How labor disputes are handled in the new United States-Mexico-Canada Agreement (USMCA) trade deal was one of the last sticking points in the negotiations between the three countries to overhaul the agreement.
Intense negotiations over the past week among US Democrats, the administration of Republican US President Donald Trump, and Mexico produced more stringent rules on labor rights aimed at reducing Mexico’s low-wage advantage.
However, an annex for the implementation of the treaty that was presented on Friday in the US House of Representatives proposes the designation of up to five US experts who would monitor compliance with local labor reform in Mexico.
“This provision, the result of political decisions by Congress and the Administration in the United States, was not, for obvious reasons, consulted with Mexico,” Seade wrote in the letter. “And, of course, we disagree.”
USMCA was signed more than a year ago to replace the North American Free Trade Agreement (NAFTA), but Democrats controlling the US House of Representatives insisted on major changes to labor and environmental enforcement before voting.
The letter, released on Saturday, is dated Friday and addressed to US Trade Representative Robert Lighthizer. Seade said he would travel to Washington on Sunday to raise the issues directly with Lighthizer and lawmakers.

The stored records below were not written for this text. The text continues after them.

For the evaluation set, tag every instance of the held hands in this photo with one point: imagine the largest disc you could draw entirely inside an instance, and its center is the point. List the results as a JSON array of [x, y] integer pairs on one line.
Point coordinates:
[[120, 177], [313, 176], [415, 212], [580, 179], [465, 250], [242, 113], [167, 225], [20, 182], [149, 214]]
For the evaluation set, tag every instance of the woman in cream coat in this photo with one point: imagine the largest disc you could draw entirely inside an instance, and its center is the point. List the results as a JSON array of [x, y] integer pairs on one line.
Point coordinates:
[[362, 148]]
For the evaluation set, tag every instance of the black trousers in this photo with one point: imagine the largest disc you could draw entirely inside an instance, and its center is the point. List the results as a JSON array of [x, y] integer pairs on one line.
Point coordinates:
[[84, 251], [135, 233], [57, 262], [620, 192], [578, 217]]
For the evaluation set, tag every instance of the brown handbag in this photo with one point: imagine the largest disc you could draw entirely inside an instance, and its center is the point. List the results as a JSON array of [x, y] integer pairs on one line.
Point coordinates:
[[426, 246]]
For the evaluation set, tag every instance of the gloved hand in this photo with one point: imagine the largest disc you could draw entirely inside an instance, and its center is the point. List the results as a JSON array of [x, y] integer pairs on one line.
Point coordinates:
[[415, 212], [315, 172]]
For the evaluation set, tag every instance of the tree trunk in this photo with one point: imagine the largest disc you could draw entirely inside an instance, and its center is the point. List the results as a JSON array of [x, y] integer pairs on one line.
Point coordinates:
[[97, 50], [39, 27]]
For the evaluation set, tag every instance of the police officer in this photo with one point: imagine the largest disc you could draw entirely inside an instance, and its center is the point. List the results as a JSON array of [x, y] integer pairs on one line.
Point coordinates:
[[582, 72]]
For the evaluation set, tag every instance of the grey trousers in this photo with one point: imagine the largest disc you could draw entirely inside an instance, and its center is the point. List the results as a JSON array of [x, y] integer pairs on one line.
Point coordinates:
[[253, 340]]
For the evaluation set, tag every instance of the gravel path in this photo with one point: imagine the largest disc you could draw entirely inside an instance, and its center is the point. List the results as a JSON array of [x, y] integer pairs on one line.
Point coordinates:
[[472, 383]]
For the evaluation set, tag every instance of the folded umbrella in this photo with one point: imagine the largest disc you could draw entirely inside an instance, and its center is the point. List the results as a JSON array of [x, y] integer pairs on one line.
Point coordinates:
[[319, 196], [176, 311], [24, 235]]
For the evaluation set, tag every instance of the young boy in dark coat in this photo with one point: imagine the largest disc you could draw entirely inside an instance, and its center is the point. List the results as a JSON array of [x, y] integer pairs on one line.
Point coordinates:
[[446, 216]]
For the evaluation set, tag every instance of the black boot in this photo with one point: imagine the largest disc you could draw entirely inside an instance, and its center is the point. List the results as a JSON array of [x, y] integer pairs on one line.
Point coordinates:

“Unlike the rest of the provisions that are clearly within the internal scope of the United States, the provision referred to does have effects with respect to our country and therefore, should have been consulted,” Seade wrote.
Both Canada and the US House Ways and Means Committee said the deal included a mechanism for verification of compliance with union rights at the factory level in Mexico by independent labor experts.
Some Mexican business groups bemoaned a lack of clarity and conflicting information on how the rules would actually be enforced under the deal, the first text of which became public only on Wednesday.